Der Standort spielt auch eine sehr große Rolle. Im Winter 2008/09 sind mir sehr viele in Maurerkübel gepflanzte Seerosen erfroren. Es hat so gut wie alle Kübel getroffen, die auf der Ostseite des Gewächshauses standen, während die Kübel auf der Westseite durchwegs gut über den Winter kamen. Des Rätsels Lösung: auf der Ostseite herrscht Durchzug, der kühlt nochmal gewaltig herunter, auf der Westseite steht eine kleine Hecke und bricht den Wind. An solchen Kleinigkeiten kann es liegen ob eine Pflanze bei Dir winterhart ist oder nicht.


----------



## derschwarzepeter (20. Sep. 2010)

*AW: Erfahrungsaustausch  Papyrus*

Liebe Teichfreunde!
Ich halte Cyperus papyrus seit vielen Jahren aber im Topf,
denn winterhart ist der garantiert nur in Ägypten. 
Er ist zweifelsfrei an seinen bis daumendicken und deutlich dreikantigen Stielen erkennbar.
In den Ansprüchen liegt der wirklich so wie sein kleines Gattungsmitglied, das Cyperngras,
nur ist der Papyrus etwas heikler.
Wie bereits richtig festgestellt wurde, ist der auch nicht durch Kopfstecklinge vermehrbar,
sondern nur durch Stockteilung. (Einen Winzstock wird man aber nicht teilen.) 
Bei mir steht er IMMER im Wasser, das von 20 cm unter Bodenoberfläche bis zur Oberfläche reicht.
(Ich denke, so ein bissl Schwankung ist nur natürlich.)
Versuche, ihn (den Sommer über mit Topf) im Teich unterzubringen, habe ich aufgegeben: 
Er geht nicht ein, aber wächst auch nicht besonders gut.
Ich denke, dass der einen sehr hohen Nährstoffbedarf hat,
denn im ersten Winter, nachdem ich ihn bekommen habe, wurde der über 2 m hoch,
während jetzt zwar üppig wächst (und regelmäßig im Frühling geteilt wird), aber bestenfalls 1 m erreicht. 
(Ich muss mal eine Kuhflade unten in den Topf tun, oder habt ihr einen anderen Tipp?)
Den Topf sollte man eher zu groß wählen und nur bis 5 cm unter den Rand mit fetter Erde füllen,
da der Papyrus sonst zum "Abhauen" neigt: Er verlässt das Gefäß.

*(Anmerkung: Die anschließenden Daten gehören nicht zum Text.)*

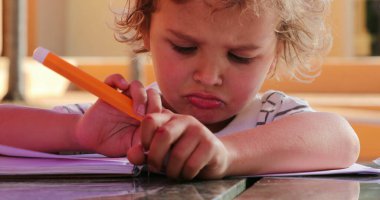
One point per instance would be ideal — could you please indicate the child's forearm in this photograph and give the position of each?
(302, 142)
(37, 129)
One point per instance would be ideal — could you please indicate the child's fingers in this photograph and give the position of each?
(196, 161)
(136, 155)
(179, 154)
(154, 101)
(164, 138)
(139, 96)
(149, 125)
(117, 81)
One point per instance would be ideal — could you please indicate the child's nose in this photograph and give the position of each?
(209, 73)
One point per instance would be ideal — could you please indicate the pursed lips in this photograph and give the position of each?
(204, 101)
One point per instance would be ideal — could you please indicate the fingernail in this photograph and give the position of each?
(141, 110)
(124, 82)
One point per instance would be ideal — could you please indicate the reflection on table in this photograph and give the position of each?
(144, 187)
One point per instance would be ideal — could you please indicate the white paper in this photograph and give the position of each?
(16, 161)
(353, 169)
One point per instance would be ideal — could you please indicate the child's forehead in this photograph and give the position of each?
(254, 6)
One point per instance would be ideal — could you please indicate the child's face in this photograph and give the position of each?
(210, 65)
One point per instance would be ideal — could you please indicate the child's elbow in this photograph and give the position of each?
(349, 145)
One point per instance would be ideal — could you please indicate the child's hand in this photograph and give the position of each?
(106, 130)
(184, 145)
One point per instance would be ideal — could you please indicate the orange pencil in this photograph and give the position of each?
(86, 81)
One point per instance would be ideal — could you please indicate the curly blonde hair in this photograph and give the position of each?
(302, 30)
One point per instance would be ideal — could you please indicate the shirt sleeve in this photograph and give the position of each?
(73, 108)
(276, 105)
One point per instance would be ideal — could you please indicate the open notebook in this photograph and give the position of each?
(19, 162)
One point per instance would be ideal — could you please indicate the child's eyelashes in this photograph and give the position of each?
(239, 59)
(184, 49)
(190, 50)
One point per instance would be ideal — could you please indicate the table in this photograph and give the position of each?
(159, 187)
(142, 187)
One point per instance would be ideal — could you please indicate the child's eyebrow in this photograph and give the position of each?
(248, 47)
(182, 35)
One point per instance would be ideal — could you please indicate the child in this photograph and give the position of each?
(204, 117)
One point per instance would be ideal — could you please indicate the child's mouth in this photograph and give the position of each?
(204, 102)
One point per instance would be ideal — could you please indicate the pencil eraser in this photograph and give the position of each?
(40, 54)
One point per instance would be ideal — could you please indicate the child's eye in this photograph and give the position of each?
(239, 59)
(184, 49)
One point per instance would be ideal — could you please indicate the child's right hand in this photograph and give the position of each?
(106, 130)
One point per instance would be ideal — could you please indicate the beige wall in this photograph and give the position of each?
(81, 27)
(77, 28)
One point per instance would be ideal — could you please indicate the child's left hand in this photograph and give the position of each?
(106, 130)
(182, 145)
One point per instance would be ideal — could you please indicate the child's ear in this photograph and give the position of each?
(146, 40)
(279, 49)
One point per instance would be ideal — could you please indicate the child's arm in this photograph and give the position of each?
(102, 129)
(37, 129)
(300, 142)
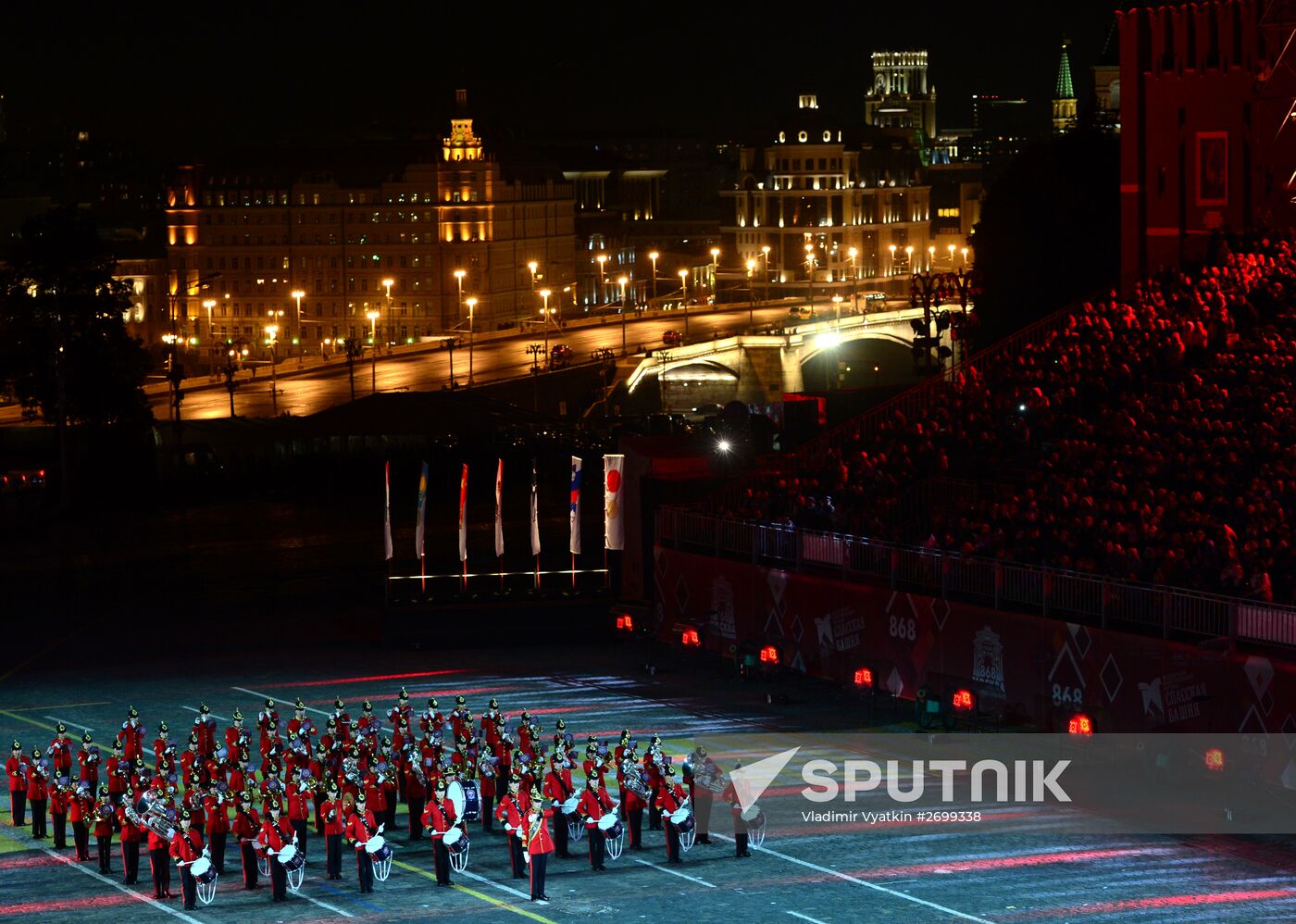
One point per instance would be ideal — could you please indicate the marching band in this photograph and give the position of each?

Hier seht ihr einen im Vordergrund stehen - als Terrassenbepflanzung:


----------



## Dilmun (20. Sep. 2010)

*AW: Erfahrungsaustausch  Papyrus*

Hallo Werner!

Herzlichen Dank für deine ausführliche Beschreibung. 

Beim kreuz- und querlesen  hab ich mir da wohl was falsch gemerkt.


----------



## goldfisch (21. Sep. 2010)

*AW: Erfahrungsaustausch  Papyrus*

Hallo Peter,
mich interessiert die Überwinterungstemperatur und ob Du beleuchtest.
mfg Jürgen


----------



## derschwarzepeter (21. Sep. 2010)

*AW: Erfahrungsaustausch  Papyrus*

Hallo Jürgen!
Ich überwintere den Papyrus im Wohnraum (22°C) vor einem Südfenster - nass wie im Sommer.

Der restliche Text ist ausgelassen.